I quickly made a list  of all the things I knew she was afraid of. 
Small things, big things. 

One thing that immediately came to mind was that she never flew anywhere.  
She was too afraid.

We moved to Florida in 2002 and she and Tom made the trip by car to come and visit us. But when they grew older and making a long trip by car became difficult, flying was not an option, because of her fears.

Just a few days after her death, Tom softly said, "I can get on a plane and fly to come see you, now."  

Photo Credit: Lachlan Hardy, Flickr
Much of the time she was worried, anxious and afraid of something.
Always something. 

"The secret" was something she was exceedingly worried about. 

Bonnie says that in the last six months, I became the embodiment of the secret. 
The secret overshadowed everything for her.
She lashed out because fear trumped love.


Yes, this explains a lot and for that I am grateful, though it doesn't make it hurt less it just gives me a window of understanding into what I was dealing with.

I'm still grieving. 
And that's to be expected.

 Coming near Judy again after our falling out in February meant I had to interrupt the recovery process I was going through when she was diagnosed with cancer. 

I wasn't ready to come near again, but I knew I needed to.
For her sake and mine.
Though I wasn't ready yet, I knew I would regret not coming near, if she passed away. 

It was always a given that I would have to return to the recovery process and pick up where I left off before it was interrupted.  Because moving forward is never a possibility if you don't face the reality of a trauma or loss and address it properly. I now have the added loss of her passing away, to process.

 Sometimes we learn from others, whether our parents, teachers or others, what TO do. And sometimes we learn what not to do. 

The Take-aways:


1) Fear can overcome love in our relationships. 

I know now why it was possible for my first mother to  love me, yet not give me what I needed most.  She definitely loved me, yet her fear was greater. And she never overcame it. As far as it depended on her --  right up until her last breath, fear won. 

2) Fear can choke out the joy from our lives.

Fear held my first mom captive and prevented her from experiencing so much freedom.
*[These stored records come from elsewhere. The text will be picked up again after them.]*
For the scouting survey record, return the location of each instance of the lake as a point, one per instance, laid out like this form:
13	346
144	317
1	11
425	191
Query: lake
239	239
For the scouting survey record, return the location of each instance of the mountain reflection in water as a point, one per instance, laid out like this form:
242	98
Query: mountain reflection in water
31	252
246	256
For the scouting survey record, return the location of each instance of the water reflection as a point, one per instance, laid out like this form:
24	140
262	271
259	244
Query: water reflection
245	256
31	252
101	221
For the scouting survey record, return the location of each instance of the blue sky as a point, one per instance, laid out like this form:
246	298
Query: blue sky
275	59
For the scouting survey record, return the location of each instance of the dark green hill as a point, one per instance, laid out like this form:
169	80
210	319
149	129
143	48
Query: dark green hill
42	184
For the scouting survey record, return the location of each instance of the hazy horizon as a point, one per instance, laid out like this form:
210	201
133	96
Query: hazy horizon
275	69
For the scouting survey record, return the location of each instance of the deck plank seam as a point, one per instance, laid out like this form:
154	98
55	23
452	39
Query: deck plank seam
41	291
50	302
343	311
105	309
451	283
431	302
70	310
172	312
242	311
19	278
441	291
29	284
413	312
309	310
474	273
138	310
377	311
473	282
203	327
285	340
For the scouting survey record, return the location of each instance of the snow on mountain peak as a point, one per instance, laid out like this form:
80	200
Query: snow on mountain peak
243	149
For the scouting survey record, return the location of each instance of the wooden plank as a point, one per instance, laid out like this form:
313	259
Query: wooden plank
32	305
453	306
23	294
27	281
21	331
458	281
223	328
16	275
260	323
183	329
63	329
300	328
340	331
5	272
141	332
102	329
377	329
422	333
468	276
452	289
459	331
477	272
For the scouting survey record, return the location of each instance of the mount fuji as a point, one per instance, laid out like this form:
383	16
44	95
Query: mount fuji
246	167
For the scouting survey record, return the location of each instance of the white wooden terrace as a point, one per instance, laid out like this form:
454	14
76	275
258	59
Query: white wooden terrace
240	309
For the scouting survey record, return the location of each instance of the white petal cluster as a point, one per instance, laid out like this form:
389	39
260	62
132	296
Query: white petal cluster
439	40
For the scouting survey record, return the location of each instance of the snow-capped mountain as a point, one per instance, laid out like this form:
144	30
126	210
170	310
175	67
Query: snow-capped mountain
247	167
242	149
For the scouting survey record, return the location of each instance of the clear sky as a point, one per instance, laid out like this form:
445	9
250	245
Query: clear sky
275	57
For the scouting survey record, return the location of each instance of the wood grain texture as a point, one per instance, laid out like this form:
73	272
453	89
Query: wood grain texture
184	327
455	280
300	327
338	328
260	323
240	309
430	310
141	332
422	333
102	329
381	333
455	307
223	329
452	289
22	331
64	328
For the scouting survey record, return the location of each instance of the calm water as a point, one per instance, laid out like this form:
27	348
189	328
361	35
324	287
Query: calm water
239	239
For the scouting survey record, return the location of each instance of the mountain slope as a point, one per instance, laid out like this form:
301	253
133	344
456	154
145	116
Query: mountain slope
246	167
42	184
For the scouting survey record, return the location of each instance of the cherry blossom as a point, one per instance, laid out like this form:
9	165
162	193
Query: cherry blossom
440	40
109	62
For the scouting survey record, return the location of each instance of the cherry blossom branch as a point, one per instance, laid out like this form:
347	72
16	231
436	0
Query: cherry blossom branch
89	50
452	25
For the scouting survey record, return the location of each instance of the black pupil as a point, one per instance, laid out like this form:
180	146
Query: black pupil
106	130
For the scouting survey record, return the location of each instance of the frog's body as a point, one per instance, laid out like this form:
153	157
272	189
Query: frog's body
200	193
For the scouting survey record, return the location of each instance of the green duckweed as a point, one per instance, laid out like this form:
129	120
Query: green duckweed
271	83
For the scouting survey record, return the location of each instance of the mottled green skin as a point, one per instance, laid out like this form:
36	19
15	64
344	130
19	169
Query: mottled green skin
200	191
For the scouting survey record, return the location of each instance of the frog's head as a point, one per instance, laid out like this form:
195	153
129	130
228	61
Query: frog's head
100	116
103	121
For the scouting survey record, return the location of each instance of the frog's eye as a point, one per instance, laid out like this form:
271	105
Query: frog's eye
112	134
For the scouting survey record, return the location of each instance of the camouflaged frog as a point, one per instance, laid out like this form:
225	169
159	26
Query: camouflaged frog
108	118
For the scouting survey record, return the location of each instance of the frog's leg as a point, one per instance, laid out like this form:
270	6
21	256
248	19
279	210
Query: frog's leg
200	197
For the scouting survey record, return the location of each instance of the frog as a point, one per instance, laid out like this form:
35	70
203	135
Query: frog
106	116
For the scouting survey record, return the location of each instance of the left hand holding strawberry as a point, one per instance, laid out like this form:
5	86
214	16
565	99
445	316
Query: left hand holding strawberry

Imagine the liberty that would have been hers if she would have only let go. She never allowed herself to look beyond to envision this life without secrets, and unfortunately she never experienced it.

3) Fear can destroy our very lives. 

It can stop us from doing what matters most in everything – our personal relationships, our career, and everything else that touches our life.  

Photo credit: pasotraspaso, Flickr
The Bottom Line

Notice in each of these three things, I said, "Fear CAN." 
That means it can, but it doesn't have to.

Fear doesn’t have to trump love! 
I don’t have to let fear trump love in my life.
I WILL choose love every time.
I WILL make sure love wins.

The bible says that perfect love casts out all fear.  (I John 4:18)

When we love someone perfectly, as God would have us love them, we do whatever it takes to overcome fear and let love win instead of fear. 

The biggest takeaway for me?

I’m determined to never let fear win – in my marriage, with my children, with family and friends, with pastoring, with dreaming and anything else in life…LOVE is going to win.

As far as it depends on me, love will win.